Differential diagnosis

Achalasia, a common esophageal stricture (which also causes swallowing problems) and stomach cancer are conditions that the doctor wants to rule out when he conducts tests for adenocarcinoma of the esophagus.

Treatment of adenocarcinoma of the esophagus

The treatment of adenocarcinoma depends on the age and general health of the patient and the stage of the disease. Various treatment options are possible.

Surgery

Surgery offers the best chance of cure and is only possible when the tumor is still within the esophageal wall (grade 1). Surgery in this group gives an 80% survival rate if postoperative pathology confirms the grade of the cancer. Patients receive careful preoperative examinations to evaluate the patient’s general health.

Chemotherapy

Patients who are in grade 2 to 3 of the disease sometimes receive chemotherapy, which extends their lifespan.

Palliative therapy

Palliative therapy is often the only treatment option. Occasionally, the doctor performs surgery to insert a metal stent into the esophagus so that the patient is still able to drink fluids and eat soft foods. Brachytherapy (internal radiation) prolongs patency after stenting. An endoscopic laser destroys part of a growing tumor, and alcohol injections may also be useful.
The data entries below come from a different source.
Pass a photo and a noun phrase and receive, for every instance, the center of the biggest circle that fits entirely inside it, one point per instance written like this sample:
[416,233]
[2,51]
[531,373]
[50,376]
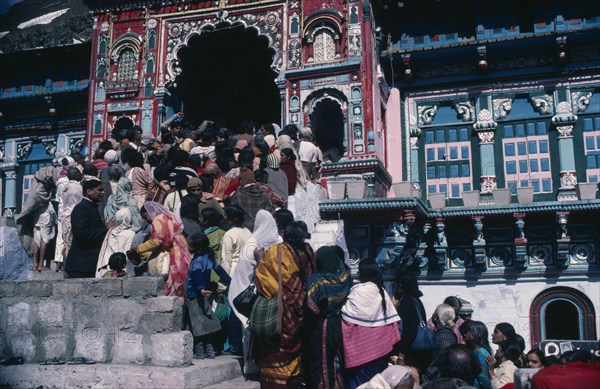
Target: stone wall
[108,320]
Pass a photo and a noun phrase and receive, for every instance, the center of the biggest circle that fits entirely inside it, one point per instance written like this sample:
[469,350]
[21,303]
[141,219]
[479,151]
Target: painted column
[393,137]
[564,121]
[281,82]
[485,128]
[9,175]
[520,241]
[479,243]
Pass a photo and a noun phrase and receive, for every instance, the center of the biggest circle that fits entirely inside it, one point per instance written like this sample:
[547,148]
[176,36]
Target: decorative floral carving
[486,137]
[10,174]
[478,227]
[23,150]
[544,104]
[563,107]
[76,145]
[488,184]
[50,146]
[562,218]
[294,53]
[564,131]
[465,110]
[502,107]
[484,116]
[267,24]
[520,226]
[568,179]
[580,100]
[440,233]
[426,114]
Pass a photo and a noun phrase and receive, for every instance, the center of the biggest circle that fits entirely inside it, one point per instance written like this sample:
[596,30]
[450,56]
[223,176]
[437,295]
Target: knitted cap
[194,183]
[273,161]
[241,144]
[110,157]
[246,177]
[393,374]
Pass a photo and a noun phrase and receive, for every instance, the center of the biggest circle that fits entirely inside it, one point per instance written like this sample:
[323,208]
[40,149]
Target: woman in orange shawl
[279,356]
[167,234]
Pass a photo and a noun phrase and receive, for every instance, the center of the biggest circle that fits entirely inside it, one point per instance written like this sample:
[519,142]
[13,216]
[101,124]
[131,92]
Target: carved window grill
[591,138]
[526,152]
[152,39]
[324,47]
[448,159]
[127,64]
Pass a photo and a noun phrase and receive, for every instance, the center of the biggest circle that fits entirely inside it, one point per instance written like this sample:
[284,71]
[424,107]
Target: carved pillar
[370,181]
[564,121]
[441,245]
[520,241]
[399,244]
[485,128]
[420,257]
[281,83]
[479,243]
[413,166]
[563,242]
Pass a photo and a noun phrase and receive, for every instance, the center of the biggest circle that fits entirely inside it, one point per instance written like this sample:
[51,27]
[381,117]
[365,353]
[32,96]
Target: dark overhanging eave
[390,204]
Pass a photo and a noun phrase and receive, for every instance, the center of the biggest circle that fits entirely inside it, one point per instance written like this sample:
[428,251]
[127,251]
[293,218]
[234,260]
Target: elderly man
[205,199]
[88,232]
[251,198]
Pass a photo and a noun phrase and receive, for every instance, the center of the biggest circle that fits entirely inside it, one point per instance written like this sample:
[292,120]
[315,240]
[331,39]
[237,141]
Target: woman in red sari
[279,356]
[167,235]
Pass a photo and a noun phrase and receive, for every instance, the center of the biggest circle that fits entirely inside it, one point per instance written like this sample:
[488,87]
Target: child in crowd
[199,317]
[117,263]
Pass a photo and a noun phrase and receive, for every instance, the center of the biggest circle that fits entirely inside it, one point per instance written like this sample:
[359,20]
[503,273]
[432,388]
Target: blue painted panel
[445,115]
[522,109]
[38,152]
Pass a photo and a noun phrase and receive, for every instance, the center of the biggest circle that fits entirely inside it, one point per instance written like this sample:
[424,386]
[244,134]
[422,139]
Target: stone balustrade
[107,320]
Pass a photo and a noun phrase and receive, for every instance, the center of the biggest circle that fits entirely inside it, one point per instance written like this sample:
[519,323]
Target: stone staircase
[222,372]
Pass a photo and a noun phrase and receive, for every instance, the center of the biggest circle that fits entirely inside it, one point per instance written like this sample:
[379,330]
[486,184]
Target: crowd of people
[212,212]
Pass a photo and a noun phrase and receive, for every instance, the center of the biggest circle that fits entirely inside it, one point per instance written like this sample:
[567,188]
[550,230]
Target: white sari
[117,240]
[265,234]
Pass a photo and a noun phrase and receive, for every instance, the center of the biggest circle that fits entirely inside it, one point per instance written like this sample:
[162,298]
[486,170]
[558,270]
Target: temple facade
[463,139]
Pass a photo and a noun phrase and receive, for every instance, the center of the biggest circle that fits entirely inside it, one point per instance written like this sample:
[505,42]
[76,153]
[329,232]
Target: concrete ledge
[201,374]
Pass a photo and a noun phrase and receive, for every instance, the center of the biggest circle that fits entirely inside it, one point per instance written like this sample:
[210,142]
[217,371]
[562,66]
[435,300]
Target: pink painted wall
[393,138]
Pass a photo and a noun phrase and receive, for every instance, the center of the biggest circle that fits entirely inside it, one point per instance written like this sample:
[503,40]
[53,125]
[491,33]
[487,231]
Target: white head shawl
[265,234]
[118,239]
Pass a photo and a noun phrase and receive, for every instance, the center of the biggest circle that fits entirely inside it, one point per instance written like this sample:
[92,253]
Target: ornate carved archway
[266,25]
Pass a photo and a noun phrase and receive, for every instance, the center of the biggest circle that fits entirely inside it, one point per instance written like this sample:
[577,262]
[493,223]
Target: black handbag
[244,301]
[425,339]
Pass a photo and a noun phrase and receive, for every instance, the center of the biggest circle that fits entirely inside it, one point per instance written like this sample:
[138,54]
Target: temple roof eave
[388,204]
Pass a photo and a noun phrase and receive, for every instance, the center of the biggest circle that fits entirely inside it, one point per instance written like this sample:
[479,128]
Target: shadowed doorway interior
[327,123]
[227,77]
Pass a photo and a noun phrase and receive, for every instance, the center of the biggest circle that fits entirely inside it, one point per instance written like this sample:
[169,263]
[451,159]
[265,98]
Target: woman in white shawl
[369,326]
[117,240]
[264,235]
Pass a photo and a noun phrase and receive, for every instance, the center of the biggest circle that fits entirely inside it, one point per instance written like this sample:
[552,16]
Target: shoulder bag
[244,301]
[265,318]
[425,339]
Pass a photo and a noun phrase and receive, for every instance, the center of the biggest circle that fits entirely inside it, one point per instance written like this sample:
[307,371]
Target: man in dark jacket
[88,232]
[250,197]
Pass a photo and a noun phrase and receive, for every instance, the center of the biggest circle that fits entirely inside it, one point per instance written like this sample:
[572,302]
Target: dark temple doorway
[327,123]
[227,77]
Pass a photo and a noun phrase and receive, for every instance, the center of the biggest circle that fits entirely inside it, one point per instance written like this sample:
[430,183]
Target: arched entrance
[560,313]
[226,76]
[328,124]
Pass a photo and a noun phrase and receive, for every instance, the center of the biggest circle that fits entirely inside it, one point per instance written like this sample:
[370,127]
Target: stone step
[201,374]
[45,275]
[236,383]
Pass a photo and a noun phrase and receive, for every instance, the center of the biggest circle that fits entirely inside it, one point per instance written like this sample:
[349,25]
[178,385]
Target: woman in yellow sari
[168,242]
[279,356]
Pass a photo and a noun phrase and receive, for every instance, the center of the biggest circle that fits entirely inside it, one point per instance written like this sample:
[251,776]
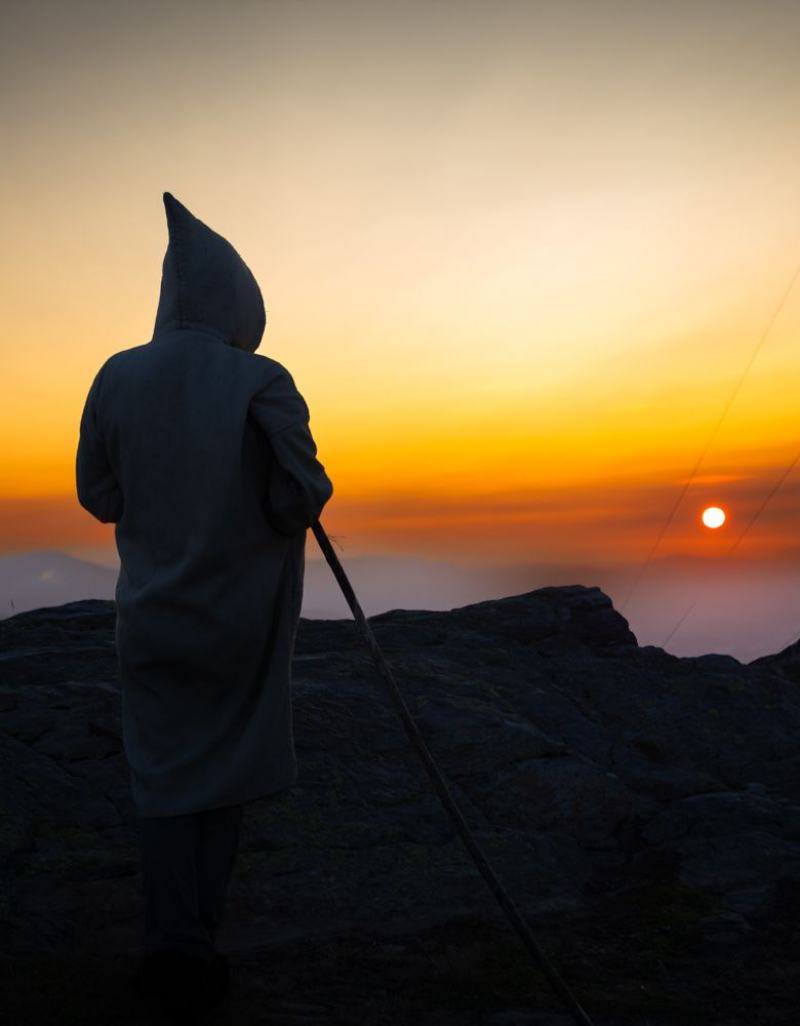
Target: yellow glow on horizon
[517,288]
[714,517]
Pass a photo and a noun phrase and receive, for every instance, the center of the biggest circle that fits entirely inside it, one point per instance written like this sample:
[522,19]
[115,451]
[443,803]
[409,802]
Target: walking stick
[432,770]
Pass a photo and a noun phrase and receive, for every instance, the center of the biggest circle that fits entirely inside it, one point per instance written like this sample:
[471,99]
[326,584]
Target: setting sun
[713,516]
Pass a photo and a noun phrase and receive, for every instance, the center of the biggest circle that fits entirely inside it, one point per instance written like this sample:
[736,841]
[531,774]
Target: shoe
[185,985]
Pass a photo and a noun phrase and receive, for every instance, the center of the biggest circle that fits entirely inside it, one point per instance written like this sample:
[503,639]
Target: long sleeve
[97,488]
[298,486]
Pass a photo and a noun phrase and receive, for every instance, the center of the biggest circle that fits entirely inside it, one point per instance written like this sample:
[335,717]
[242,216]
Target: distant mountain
[33,580]
[687,605]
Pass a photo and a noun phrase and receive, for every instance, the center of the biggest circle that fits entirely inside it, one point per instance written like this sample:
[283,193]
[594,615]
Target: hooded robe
[199,450]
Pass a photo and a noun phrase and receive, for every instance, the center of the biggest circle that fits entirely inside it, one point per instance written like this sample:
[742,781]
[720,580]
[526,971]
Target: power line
[760,510]
[735,545]
[713,435]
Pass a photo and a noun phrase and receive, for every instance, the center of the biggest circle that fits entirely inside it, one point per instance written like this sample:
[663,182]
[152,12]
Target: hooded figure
[200,451]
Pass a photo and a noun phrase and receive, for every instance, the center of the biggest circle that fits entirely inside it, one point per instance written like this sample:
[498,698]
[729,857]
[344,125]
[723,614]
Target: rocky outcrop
[590,771]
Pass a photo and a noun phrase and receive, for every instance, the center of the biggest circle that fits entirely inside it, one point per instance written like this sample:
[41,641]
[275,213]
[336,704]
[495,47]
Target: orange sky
[516,255]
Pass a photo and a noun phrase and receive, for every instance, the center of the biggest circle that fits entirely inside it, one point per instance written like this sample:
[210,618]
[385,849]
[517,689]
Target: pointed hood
[205,283]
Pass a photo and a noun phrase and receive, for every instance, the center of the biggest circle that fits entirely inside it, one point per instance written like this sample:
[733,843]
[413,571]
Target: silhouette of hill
[642,810]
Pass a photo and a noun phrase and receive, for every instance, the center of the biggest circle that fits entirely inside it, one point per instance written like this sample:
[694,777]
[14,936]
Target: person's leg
[172,921]
[217,842]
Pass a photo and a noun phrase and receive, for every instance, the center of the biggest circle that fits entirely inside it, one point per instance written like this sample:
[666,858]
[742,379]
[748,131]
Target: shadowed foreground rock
[643,811]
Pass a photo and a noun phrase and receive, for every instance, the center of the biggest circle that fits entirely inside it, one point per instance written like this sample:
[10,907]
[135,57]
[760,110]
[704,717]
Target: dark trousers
[187,864]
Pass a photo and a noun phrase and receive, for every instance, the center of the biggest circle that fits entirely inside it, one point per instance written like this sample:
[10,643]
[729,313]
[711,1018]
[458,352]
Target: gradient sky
[516,255]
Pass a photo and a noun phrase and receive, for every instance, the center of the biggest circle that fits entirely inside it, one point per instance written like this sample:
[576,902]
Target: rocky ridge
[642,810]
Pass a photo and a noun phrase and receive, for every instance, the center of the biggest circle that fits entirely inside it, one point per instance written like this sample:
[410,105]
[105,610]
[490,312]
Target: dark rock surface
[643,812]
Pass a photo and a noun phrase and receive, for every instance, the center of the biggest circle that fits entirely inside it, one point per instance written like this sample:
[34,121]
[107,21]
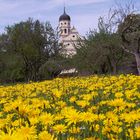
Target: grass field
[86,108]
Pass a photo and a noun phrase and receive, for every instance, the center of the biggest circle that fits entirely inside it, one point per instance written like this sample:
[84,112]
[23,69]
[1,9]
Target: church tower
[68,35]
[64,24]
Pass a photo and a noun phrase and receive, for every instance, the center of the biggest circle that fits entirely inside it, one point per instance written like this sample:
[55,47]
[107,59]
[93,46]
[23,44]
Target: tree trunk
[137,57]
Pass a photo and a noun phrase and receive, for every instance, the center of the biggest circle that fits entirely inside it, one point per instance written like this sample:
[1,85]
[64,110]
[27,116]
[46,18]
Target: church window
[65,31]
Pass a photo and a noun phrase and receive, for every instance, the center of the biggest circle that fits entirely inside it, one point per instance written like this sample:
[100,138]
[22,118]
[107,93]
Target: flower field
[82,108]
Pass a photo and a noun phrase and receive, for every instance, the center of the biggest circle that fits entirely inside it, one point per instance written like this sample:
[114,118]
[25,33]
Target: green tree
[100,52]
[129,31]
[33,44]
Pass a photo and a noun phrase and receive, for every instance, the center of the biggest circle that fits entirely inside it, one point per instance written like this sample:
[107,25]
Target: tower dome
[64,16]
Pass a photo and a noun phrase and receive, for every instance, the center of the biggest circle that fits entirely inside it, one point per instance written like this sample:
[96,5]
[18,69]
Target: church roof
[64,16]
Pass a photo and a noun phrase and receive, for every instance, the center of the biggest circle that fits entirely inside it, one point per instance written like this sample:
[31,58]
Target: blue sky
[84,13]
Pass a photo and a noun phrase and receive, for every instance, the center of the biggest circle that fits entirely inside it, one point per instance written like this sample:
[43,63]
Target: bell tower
[64,24]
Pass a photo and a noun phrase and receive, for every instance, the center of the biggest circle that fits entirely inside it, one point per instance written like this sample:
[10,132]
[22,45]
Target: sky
[84,13]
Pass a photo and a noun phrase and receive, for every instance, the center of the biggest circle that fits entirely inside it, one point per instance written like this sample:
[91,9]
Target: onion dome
[64,16]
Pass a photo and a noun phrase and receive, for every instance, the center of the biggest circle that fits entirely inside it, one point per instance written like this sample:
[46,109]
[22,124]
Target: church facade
[68,35]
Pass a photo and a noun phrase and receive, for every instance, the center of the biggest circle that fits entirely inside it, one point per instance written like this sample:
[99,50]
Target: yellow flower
[138,132]
[88,117]
[27,132]
[60,128]
[44,135]
[47,118]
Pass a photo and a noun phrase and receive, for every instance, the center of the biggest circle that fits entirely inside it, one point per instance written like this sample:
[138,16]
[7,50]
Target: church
[68,35]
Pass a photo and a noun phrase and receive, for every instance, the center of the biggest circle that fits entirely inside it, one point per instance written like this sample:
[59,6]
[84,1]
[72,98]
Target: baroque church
[68,35]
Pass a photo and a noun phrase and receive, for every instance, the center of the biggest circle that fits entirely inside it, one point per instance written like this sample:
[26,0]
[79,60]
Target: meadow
[81,108]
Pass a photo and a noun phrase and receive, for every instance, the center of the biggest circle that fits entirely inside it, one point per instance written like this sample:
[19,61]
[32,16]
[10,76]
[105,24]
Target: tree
[129,31]
[33,43]
[100,52]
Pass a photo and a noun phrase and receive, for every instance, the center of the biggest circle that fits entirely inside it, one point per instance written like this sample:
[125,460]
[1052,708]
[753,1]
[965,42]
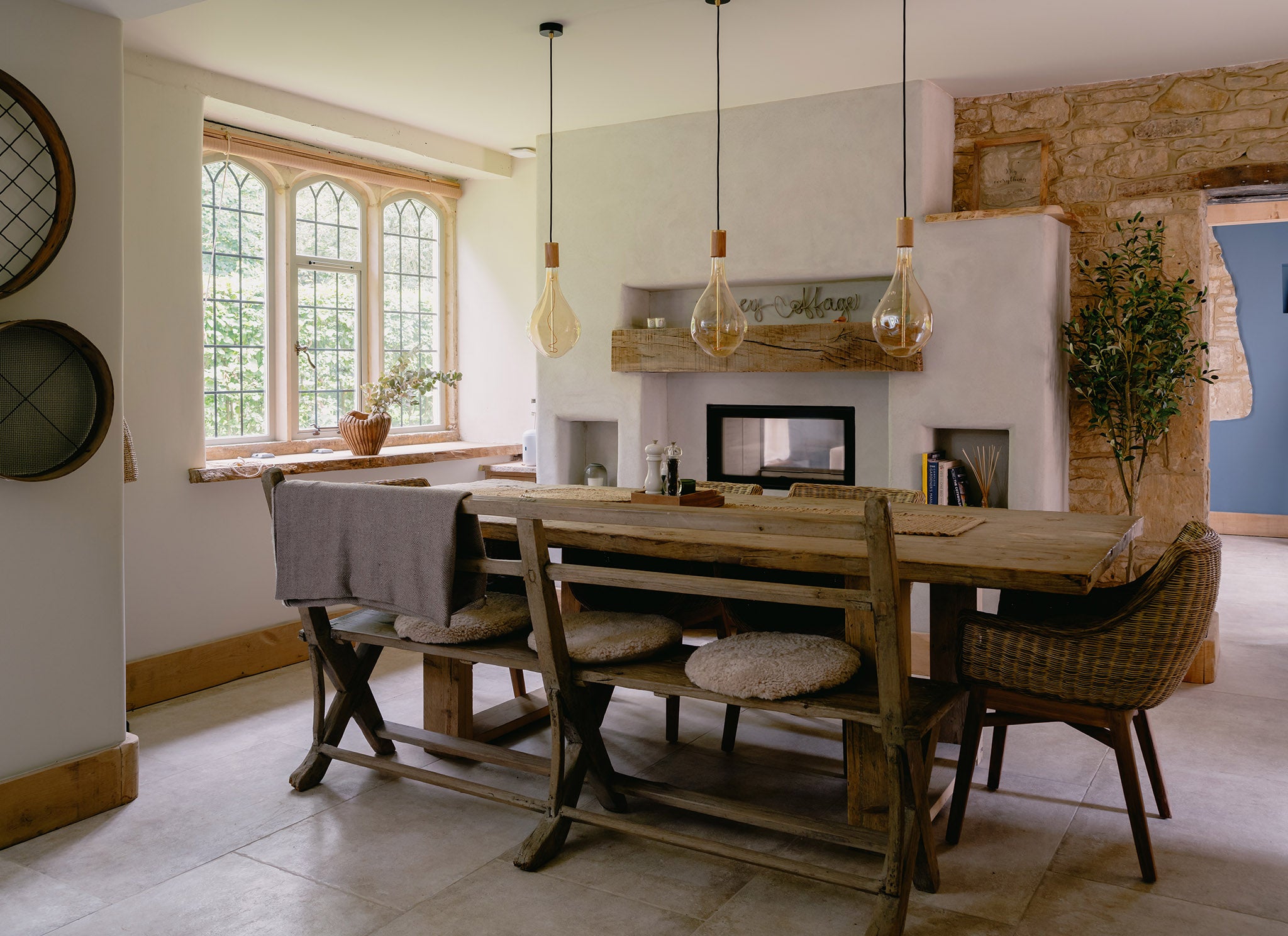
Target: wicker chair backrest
[1135,658]
[732,487]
In this way the doctor relieves the symptoms of dysphagia, but repeated treatments are often necessary.

Photodynamic therapy

Photodynamic therapy is a treatment in which the doctor administers a light-sensitive drug to the patient. This is a treatment that is especially useful in patients who are in the early stages of the disease, but the results are not effective for everyone.

Other support

Nutritional support (dietary adjustments), as well as psychological support for the patient and his family, are vital in this serious disease.

Prognosis form of esophageal cancer

Direct invasion of surrounding structures and metastases to the lymph nodes are more common than disseminated metastases in esophageal adenocarcinoma. The five-year survival rate for grade 1 tumor (low grade, least serious) is 80%. At grade 2 the five-year survival is 30%, at grade 3 it is 18% and in the final stage (grade 4, high grade) the five-year survival has dropped to 4%. 70% of patients are already in stage 3 or 4 of the disease at diagnosis, so that overall survival is 27% after 1 year and approximately 10% after 5 years.